Revenir à la rubrique : Courrier des lecteurs

Lettre ouverte à mon député Tartempion

Monsieur le député, Après avoir gardé mes vaches, j’ai eu l’honneur de battre (la) campagne pour toi avec le succès que tu connais. Je ne demande rien en retour, pas même un strapontin, contrairement à ceux qui gravitent autour de toi et qui veulent le beurre et l’argent du beurre.
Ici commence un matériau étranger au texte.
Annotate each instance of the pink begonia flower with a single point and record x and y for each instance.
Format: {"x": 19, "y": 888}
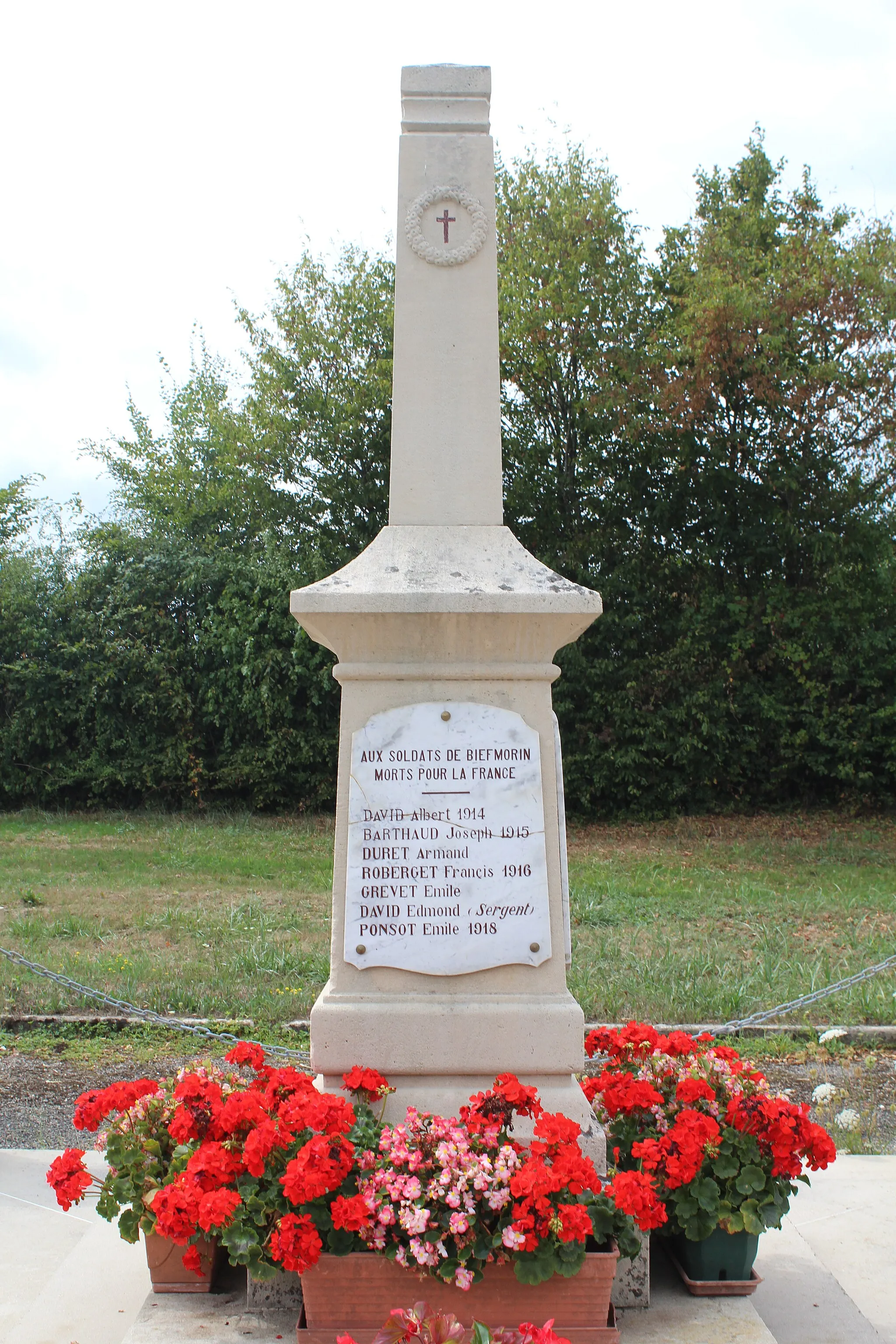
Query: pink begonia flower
{"x": 414, "y": 1219}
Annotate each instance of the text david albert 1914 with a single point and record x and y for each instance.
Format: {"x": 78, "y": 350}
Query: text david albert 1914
{"x": 446, "y": 861}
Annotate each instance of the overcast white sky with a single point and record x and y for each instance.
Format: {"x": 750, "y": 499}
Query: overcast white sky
{"x": 161, "y": 161}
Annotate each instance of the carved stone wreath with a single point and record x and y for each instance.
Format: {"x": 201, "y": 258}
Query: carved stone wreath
{"x": 446, "y": 256}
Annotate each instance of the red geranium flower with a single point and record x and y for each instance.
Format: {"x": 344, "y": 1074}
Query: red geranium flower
{"x": 214, "y": 1166}
{"x": 217, "y": 1209}
{"x": 367, "y": 1081}
{"x": 69, "y": 1178}
{"x": 320, "y": 1167}
{"x": 192, "y": 1261}
{"x": 575, "y": 1225}
{"x": 176, "y": 1209}
{"x": 246, "y": 1053}
{"x": 294, "y": 1244}
{"x": 693, "y": 1089}
{"x": 351, "y": 1214}
{"x": 634, "y": 1194}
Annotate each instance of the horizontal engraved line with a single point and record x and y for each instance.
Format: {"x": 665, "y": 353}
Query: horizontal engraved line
{"x": 446, "y": 672}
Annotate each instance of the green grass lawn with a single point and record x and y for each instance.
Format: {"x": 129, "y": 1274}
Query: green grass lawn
{"x": 691, "y": 921}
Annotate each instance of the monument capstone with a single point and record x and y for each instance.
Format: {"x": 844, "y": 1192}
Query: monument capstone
{"x": 451, "y": 906}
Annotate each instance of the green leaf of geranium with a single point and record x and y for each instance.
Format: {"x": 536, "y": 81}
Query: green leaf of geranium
{"x": 570, "y": 1258}
{"x": 707, "y": 1195}
{"x": 340, "y": 1242}
{"x": 750, "y": 1179}
{"x": 130, "y": 1226}
{"x": 750, "y": 1214}
{"x": 726, "y": 1166}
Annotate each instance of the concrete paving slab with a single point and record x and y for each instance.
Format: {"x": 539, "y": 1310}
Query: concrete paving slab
{"x": 800, "y": 1300}
{"x": 207, "y": 1319}
{"x": 65, "y": 1279}
{"x": 848, "y": 1218}
{"x": 676, "y": 1318}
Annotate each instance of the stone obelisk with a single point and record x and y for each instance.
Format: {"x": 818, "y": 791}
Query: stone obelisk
{"x": 449, "y": 914}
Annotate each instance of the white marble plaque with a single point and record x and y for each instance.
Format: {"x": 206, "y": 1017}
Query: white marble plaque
{"x": 446, "y": 861}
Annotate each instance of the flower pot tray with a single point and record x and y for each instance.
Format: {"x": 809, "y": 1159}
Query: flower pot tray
{"x": 578, "y": 1335}
{"x": 715, "y": 1287}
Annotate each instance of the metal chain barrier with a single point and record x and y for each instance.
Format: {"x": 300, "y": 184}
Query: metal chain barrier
{"x": 754, "y": 1019}
{"x": 147, "y": 1014}
{"x": 304, "y": 1057}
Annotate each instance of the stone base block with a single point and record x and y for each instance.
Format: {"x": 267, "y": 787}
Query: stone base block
{"x": 276, "y": 1295}
{"x": 632, "y": 1285}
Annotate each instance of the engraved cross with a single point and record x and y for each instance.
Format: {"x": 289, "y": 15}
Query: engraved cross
{"x": 445, "y": 220}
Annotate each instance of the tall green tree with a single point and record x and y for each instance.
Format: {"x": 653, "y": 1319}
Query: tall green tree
{"x": 575, "y": 318}
{"x": 320, "y": 398}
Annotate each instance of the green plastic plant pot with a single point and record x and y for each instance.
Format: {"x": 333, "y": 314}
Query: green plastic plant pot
{"x": 722, "y": 1256}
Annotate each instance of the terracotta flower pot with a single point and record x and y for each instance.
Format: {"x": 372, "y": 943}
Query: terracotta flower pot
{"x": 167, "y": 1270}
{"x": 357, "y": 1293}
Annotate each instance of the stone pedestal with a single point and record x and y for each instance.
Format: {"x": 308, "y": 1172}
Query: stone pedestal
{"x": 446, "y": 608}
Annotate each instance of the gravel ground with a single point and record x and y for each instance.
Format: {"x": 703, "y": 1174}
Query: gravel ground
{"x": 865, "y": 1084}
{"x": 37, "y": 1096}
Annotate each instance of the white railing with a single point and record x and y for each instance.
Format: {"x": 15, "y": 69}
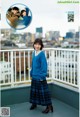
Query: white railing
{"x": 63, "y": 66}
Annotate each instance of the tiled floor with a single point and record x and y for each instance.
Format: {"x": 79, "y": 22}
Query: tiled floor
{"x": 60, "y": 110}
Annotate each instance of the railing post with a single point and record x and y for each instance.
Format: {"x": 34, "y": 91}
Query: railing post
{"x": 12, "y": 70}
{"x": 79, "y": 71}
{"x": 53, "y": 63}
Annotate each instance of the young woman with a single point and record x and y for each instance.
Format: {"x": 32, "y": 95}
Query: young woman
{"x": 39, "y": 94}
{"x": 26, "y": 19}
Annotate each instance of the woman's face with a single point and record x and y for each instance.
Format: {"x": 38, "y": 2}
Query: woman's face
{"x": 37, "y": 46}
{"x": 24, "y": 13}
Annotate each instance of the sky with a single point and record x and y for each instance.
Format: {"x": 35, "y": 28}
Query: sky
{"x": 48, "y": 14}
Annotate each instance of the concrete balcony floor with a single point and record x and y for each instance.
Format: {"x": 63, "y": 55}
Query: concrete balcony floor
{"x": 60, "y": 110}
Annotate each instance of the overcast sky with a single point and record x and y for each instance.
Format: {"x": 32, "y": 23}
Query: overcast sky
{"x": 46, "y": 13}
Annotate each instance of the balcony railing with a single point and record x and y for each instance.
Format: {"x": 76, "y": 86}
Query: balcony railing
{"x": 63, "y": 66}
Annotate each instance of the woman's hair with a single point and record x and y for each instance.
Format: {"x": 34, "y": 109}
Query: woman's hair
{"x": 15, "y": 8}
{"x": 22, "y": 12}
{"x": 39, "y": 41}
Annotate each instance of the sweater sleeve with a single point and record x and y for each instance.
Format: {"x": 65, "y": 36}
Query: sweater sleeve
{"x": 43, "y": 70}
{"x": 31, "y": 65}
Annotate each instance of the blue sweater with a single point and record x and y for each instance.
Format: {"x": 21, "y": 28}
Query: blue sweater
{"x": 39, "y": 66}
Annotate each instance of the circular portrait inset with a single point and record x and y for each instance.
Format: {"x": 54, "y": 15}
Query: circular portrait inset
{"x": 19, "y": 16}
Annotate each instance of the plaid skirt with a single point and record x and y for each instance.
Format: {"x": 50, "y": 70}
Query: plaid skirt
{"x": 40, "y": 93}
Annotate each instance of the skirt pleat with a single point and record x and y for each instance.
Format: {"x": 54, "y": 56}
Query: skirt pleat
{"x": 40, "y": 93}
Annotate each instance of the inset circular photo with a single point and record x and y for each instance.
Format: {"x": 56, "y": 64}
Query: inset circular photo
{"x": 19, "y": 16}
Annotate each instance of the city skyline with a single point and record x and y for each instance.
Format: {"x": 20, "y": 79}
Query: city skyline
{"x": 47, "y": 14}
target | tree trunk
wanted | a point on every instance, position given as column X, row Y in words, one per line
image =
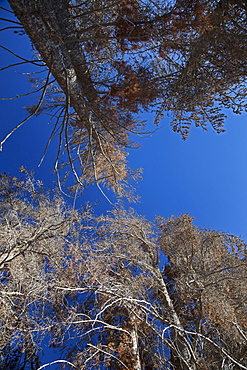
column 51, row 28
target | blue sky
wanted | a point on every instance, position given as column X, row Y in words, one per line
column 205, row 175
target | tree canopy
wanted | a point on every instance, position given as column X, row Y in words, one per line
column 111, row 60
column 118, row 291
column 102, row 290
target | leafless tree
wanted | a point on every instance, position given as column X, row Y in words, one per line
column 117, row 291
column 112, row 60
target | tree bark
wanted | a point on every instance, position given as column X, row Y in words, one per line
column 52, row 30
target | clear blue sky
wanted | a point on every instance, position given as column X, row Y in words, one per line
column 205, row 176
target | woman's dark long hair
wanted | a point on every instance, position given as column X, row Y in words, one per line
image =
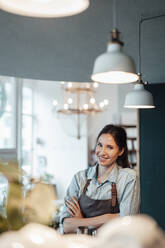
column 120, row 137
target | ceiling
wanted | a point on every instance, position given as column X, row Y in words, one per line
column 64, row 49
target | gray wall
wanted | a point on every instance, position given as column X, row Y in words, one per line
column 152, row 169
column 65, row 48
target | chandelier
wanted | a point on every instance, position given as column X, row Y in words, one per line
column 79, row 99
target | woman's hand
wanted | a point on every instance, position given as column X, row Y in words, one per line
column 74, row 208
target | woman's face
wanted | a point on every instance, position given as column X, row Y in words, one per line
column 107, row 151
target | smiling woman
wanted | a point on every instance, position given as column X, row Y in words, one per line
column 105, row 191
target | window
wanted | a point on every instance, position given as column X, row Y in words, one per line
column 27, row 129
column 7, row 110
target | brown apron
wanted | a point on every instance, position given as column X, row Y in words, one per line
column 91, row 207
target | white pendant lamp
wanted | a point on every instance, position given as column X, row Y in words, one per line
column 44, row 8
column 139, row 98
column 113, row 66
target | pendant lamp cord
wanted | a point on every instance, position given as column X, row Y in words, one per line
column 141, row 20
column 114, row 14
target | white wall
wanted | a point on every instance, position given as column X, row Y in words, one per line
column 65, row 155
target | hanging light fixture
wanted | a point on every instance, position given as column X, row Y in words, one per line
column 113, row 66
column 79, row 100
column 140, row 98
column 44, row 8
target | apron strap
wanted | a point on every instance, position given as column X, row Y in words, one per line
column 114, row 194
column 86, row 185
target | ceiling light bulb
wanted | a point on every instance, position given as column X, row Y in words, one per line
column 66, row 106
column 55, row 102
column 101, row 104
column 92, row 100
column 113, row 66
column 69, row 85
column 70, row 100
column 95, row 85
column 106, row 102
column 85, row 106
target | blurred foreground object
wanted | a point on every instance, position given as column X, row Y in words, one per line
column 36, row 235
column 19, row 206
column 39, row 204
column 140, row 231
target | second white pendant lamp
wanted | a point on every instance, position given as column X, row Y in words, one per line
column 113, row 66
column 44, row 8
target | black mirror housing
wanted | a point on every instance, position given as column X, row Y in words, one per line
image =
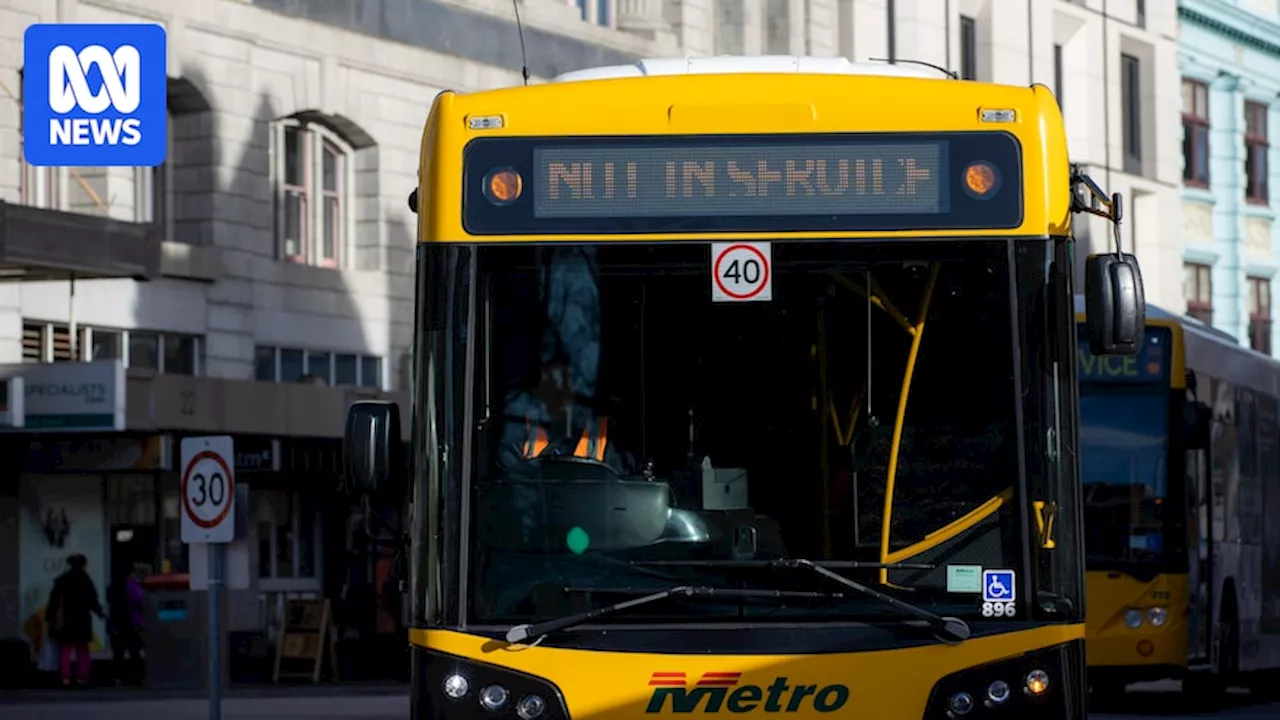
column 373, row 452
column 1115, row 304
column 1198, row 420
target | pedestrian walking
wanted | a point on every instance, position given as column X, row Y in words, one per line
column 69, row 614
column 126, row 604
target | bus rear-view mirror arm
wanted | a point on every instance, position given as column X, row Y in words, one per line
column 1115, row 302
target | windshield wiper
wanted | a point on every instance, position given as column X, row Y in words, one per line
column 947, row 629
column 539, row 629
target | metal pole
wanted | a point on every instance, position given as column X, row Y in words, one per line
column 72, row 329
column 215, row 634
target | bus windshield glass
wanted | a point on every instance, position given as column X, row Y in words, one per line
column 1124, row 440
column 624, row 417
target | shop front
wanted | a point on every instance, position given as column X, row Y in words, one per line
column 99, row 475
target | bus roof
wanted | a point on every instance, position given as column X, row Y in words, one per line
column 782, row 96
column 740, row 64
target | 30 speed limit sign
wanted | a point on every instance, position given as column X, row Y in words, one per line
column 208, row 490
column 741, row 272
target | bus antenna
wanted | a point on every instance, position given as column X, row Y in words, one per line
column 520, row 31
column 951, row 74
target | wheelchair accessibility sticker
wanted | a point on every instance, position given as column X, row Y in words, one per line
column 999, row 592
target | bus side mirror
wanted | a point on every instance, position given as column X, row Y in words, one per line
column 1197, row 423
column 373, row 450
column 1115, row 304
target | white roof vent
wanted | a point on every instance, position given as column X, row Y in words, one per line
column 743, row 64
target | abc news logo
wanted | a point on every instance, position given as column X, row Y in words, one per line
column 96, row 95
column 69, row 90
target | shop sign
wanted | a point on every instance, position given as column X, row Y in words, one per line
column 71, row 396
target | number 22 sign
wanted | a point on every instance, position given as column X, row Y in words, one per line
column 741, row 272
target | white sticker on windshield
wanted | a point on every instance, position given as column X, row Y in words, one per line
column 964, row 578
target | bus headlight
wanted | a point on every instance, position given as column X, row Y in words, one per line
column 960, row 703
column 530, row 707
column 456, row 687
column 1037, row 682
column 1133, row 619
column 997, row 692
column 1157, row 616
column 493, row 697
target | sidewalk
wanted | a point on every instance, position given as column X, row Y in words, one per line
column 234, row 707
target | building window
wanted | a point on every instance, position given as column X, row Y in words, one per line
column 597, row 12
column 312, row 168
column 173, row 354
column 293, row 365
column 1194, row 133
column 1130, row 109
column 1256, row 167
column 968, row 48
column 1260, row 315
column 1057, row 74
column 1198, row 291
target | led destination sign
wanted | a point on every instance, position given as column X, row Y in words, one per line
column 709, row 183
column 1150, row 365
column 801, row 180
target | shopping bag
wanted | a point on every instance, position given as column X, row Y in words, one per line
column 48, row 656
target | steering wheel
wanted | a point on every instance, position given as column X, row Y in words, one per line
column 595, row 465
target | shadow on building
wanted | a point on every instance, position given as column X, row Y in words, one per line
column 110, row 486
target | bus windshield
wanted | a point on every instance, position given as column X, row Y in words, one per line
column 622, row 417
column 1124, row 441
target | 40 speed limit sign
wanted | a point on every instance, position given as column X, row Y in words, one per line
column 741, row 272
column 208, row 490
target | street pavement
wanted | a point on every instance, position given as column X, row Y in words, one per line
column 325, row 707
column 1166, row 701
column 1162, row 701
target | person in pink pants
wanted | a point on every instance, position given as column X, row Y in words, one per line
column 69, row 614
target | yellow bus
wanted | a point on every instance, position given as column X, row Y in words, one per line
column 702, row 420
column 1180, row 454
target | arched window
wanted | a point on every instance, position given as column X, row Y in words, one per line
column 312, row 169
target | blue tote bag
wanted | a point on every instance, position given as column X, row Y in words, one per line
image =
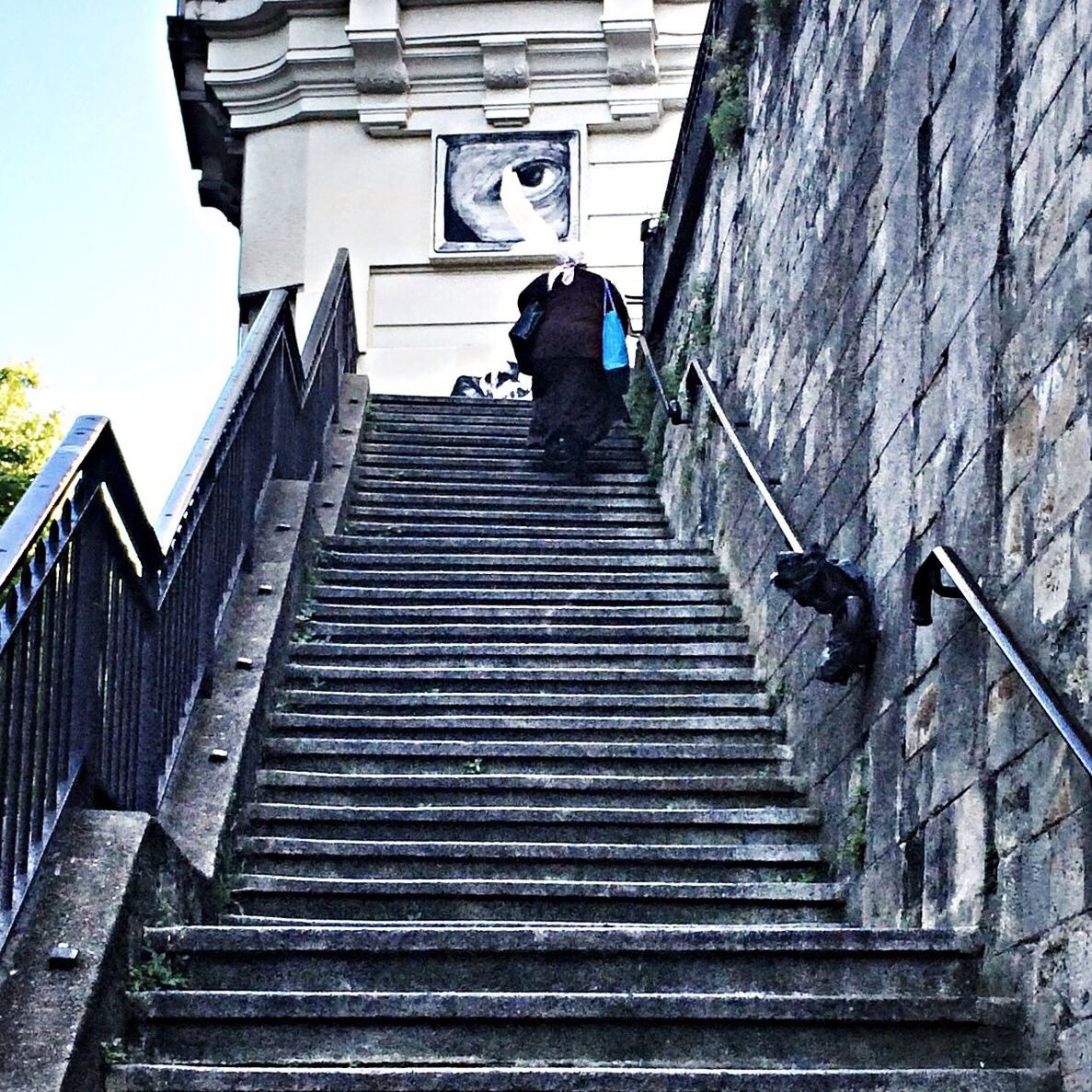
column 615, row 351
Je veux seulement te dire […]

Ecrit par Gérard Jeanneau – le jeudi 24 décembre 2015 à 16H44

Monsieur le député,

Après avoir gardé mes vaches, j’ai eu l’honneur de battre (la) campagne pour toi avec le succès que tu connais.

Je ne demande rien en retour, pas même un strapontin, contrairement à ceux qui gravitent autour de toi et qui veulent le beurre et l’argent du beurre. Je veux seulement te dire tout ce que je pense, avec la plus grande franchise, avec mes gros sabots, sans circonlocution, histoire de pouvoir un jour, par tes soins attentifs, auréoler un peu mieux Dame Mariane qui porte actuellement chez nous des vêtements bien trop délavés, bien trop froissés. Et cela dans un Etat de droit, qui ne va pas bien droit.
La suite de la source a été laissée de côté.